At my first company, Wilmar/Interline, we had 450 inside and outside salespeople by the time I stepped down as CEO—all across multiple brands and saleschannels. And just like most CEOs and company leaders, I was constantly scratching my head as to why the top 15-20% of our salespeople were consistently outperforming the remaining 75-80%. This is something that happens at just about every company I know, where the “top performers” rise to the top and then stay there, while others with very similar qualities or nearly identical sales pitches fail to close at anywhere near the same rate.

But over the course of my career, I’ve learned why:

The secret ingredient is prospecting. Or should I say, how often you prospect.





See, while sales is absolutely a mix of people skills, drive, confidence, creativity, and just plain old hard work, the truth is that what really separates the top performers from everyone else is their relentless approach to prospecting. It’s a numbers game.
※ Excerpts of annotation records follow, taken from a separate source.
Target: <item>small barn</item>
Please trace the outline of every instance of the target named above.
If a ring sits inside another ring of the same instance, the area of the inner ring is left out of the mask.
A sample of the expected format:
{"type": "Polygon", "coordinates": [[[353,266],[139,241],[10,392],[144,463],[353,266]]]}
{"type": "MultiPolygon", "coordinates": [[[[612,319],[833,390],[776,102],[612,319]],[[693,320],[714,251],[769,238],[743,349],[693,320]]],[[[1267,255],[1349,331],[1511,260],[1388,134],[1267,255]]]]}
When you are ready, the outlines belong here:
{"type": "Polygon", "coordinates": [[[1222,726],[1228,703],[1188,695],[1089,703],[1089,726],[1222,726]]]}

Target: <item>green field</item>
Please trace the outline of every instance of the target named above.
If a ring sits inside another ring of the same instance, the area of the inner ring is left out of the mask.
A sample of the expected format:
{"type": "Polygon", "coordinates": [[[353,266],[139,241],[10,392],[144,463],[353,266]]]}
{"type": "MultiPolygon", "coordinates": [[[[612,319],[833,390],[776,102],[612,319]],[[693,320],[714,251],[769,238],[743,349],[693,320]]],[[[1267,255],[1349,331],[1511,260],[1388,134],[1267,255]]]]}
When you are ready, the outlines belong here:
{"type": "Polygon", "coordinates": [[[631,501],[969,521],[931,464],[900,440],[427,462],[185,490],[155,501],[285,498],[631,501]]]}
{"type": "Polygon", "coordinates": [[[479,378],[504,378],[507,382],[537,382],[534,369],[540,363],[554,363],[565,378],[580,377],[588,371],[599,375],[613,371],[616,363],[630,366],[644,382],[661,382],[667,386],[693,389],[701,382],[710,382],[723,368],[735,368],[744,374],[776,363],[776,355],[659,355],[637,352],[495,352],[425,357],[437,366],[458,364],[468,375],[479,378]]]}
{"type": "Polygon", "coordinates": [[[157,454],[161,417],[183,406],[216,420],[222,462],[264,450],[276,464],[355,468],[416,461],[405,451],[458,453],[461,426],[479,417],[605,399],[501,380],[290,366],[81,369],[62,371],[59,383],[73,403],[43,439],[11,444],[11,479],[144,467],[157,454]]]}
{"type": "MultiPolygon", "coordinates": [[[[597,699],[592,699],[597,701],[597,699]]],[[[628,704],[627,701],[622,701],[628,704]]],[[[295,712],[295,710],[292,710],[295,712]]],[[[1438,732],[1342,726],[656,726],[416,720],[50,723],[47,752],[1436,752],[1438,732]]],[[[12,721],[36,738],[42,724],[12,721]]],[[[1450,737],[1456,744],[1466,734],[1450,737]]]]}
The more people you interact with, the higher likelihood of success.

This is something I talk a lot about in my book, All In, but back at Wilmar/Interline, the top performers in the company simply prospected more than everyone else. They constantly kept their pipeline full of new business, and they never had customer concentration issues. They exceeded growth targets. They followed up with warm leads constantly. But all in all, they were just “on the hunt” longer than everyone else. Every moment of their day, even when they weren’t at work and were out at a restaurant with a bunch of friends, was an opportunity to learn about other people and potentially come across another prospect.

They lived and breathed it.

With my current company, LendingOne, we actually train our inside and outside salespeople to be tenacious prospectors. Of course, we have to train them on how to do so effectively (otherwise all those efforts are for nothing).

Here are 7 quick and easy ways to get your team prospecting better than ever:

When it’s prospecting time, turn off distractions.

It’s hard work looking for leads. Sometimes, it can feel like you’re going down a rabbit hole, poking around on the Internet and scouring different sites and social platforms for your target customers. But this is valuable research time. Don’t let yourself get distracted. Stay on task and accomplish your goal to completion: find where your prospects are spending time.

Open one new relationship, every single day.

If you aren’t starting some sort of new dialogue with at least one (hopefully many, many more) prospect per day, you are failing as a salesperson. Prospecting isn’t something you do and then you’re done. It’s a habit. A mindset. A way of approaching your work over the long term that ensures you always have people ready in your pipeline.

Use every method possible, even the ones you aren’t familiar with (yet).

Email. Social media. Cold calling. Digital ads and landing pages. Direct mail. The amount of ways we can reach customers in today’s day and age is far and wide. So don’t just settle for the medium you’re used to, or that you “think” will be best (based on your own preconceived notions). Instead, try them all. Learn them all. Leave no stone unturned.

Write scripts for different customer segments.

The message that works with one prospect won’t necessarily work for the next, and so on and so forth.

It’s important that you separate messages based on who it is you’re speaking to—whether it’s over the phone, email, direct message, etc. These scripts are your conversation starters, so take your time thinking about what you should say to get the prospect’s attention.

Every step should be moving the prospect toward your ideal outcome.

So many sales reps and sales teams in general approach sales with a barrage mentality. They think, “Well as long as I’m talking to people, I’m doing my job.” But that’s not what sales is about. Sales has one focus, which is to move the customer past the finish line. Which means every email, every phone call, every blog post you send them, all of it has to be orchestrated to move them closer and closer to becoming a paying customer.

Don’t disregard cold calling.

So many companies disregard picking up the phone, and it’s a mistake. Customers want to be talked to—and they usually want to talk to someone before they buy (especially if what you’re selling is a higher ticket product or service).

Keep a (growing) list of people to follow up with over time.

Just because someone isn’t ready to purchase right now, doesn’t mean they won’t be three, six, nine months from now.

It’s important you keep tabs on where people drop off in the sales cycle, so that you can return to them over time. Otherwise, all those conversations you’re having are for nothing. If a customer was thinking about buying at one point, chances are, they’re still thinking about buying—and just need to be reminded a few more times.